The latency has got little to do with temporal resolution. It might well
be that the enhanced resolution is unavailable for short sound bursts. For
this experimental evidence should be obtainable.

Regards,
Eugene Leitl

> My understanding is that the 'dead' cochlea has a frequency resolution of
> around 1/2 an octave, and in vivo it is the 'lateral inhibition' provided by
> the motile outer hair cells (OHCs) that refines this frequency resolution.
> 
> Now consider the following: 
> IHCs initially detect a sound pressure wave and send the information to the
> brain.
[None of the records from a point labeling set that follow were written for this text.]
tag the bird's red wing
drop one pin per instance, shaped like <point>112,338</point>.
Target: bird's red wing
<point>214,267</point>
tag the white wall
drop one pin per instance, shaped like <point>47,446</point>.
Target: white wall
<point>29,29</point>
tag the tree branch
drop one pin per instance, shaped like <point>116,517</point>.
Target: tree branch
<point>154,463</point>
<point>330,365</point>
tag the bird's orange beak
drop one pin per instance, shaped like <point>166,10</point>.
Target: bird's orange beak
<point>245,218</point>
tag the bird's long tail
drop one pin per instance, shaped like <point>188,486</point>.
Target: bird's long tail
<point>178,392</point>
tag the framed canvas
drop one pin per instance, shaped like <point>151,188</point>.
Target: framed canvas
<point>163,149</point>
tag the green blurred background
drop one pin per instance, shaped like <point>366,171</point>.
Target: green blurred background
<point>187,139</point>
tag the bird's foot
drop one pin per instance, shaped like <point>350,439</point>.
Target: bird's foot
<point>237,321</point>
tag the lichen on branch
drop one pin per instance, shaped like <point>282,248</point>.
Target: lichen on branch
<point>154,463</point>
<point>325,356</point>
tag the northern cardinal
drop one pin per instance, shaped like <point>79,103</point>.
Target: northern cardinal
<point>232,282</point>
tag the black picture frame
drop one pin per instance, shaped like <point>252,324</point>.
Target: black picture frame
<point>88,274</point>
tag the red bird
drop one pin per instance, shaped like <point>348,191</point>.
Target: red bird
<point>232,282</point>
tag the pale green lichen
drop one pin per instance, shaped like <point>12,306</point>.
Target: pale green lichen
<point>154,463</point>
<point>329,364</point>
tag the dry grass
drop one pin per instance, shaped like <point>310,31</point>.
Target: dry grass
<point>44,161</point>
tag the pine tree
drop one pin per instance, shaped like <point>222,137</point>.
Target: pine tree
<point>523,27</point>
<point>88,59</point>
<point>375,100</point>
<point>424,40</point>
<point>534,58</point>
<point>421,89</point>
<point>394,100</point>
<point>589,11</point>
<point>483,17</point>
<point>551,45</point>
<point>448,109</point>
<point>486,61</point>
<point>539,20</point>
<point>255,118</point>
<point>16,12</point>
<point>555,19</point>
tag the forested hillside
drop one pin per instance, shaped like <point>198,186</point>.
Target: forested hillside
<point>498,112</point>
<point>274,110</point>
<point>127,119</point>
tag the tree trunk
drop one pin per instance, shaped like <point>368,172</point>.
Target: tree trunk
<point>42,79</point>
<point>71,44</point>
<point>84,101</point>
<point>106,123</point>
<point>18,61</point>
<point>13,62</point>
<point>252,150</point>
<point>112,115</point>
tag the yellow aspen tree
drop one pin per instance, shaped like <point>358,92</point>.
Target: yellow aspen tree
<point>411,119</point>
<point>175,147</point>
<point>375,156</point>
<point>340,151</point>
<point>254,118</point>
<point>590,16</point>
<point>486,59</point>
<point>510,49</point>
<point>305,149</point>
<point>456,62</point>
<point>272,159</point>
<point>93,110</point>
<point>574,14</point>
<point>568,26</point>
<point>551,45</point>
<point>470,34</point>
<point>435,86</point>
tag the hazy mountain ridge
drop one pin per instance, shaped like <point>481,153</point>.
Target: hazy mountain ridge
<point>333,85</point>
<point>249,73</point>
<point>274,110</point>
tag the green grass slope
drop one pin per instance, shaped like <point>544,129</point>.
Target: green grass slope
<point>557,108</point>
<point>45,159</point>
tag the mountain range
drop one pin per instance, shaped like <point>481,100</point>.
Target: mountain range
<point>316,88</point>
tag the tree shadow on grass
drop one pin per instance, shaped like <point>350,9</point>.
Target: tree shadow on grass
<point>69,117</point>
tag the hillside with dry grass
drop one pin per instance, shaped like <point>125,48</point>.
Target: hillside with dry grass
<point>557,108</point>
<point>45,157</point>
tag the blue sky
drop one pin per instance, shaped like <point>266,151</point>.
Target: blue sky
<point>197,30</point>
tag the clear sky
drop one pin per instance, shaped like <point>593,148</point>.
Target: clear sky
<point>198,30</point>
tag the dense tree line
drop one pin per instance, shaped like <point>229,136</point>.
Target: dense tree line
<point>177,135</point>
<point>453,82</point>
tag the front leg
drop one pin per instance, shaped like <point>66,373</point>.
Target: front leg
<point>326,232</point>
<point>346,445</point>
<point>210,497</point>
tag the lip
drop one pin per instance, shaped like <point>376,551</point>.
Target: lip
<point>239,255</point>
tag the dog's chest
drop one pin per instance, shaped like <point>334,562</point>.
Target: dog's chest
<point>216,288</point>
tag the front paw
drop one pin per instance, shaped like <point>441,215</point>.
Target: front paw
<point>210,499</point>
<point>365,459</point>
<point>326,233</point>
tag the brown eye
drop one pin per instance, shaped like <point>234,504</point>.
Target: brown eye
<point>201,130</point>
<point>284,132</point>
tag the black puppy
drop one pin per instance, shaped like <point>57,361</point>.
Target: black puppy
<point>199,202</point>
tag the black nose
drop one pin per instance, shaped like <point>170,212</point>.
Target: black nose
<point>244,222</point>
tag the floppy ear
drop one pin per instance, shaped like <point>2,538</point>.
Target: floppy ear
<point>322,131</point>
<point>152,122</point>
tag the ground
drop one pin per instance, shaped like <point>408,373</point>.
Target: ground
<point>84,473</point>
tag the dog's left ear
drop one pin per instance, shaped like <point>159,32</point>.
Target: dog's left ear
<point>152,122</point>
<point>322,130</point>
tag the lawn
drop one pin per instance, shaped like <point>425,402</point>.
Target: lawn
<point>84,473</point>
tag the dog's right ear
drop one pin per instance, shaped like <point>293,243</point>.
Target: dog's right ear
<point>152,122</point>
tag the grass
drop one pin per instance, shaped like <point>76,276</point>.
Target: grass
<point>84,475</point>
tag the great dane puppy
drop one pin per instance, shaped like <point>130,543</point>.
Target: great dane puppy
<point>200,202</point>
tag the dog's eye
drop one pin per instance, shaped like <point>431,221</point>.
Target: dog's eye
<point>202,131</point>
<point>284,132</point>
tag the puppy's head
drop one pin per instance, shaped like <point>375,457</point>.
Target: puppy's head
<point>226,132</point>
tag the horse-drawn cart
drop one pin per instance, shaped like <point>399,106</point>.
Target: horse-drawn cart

The brain processes this data, and send instructions back to the
> appropriate OHCs.  The OHCs do their 'fine tuning' work, enabling the
> appropriate IHCs to accurately identify the frequency of the incoming sound.
> 
> If that is approximately correct, I see a  problem:-:
> There would be a delay of the order of milliseconds while (1) the initial
> information is relayed to appropriate brain nuclei, (2) The information is
> processed, (3) instructions are sent to the OHCs.
> 
> Several milliseconds delay seems rather a long time, particularly as I think
> (?) we can hear sounds of a shorter duration than this.
> 
> Is my description along the right lines? I suspect I'm missing something!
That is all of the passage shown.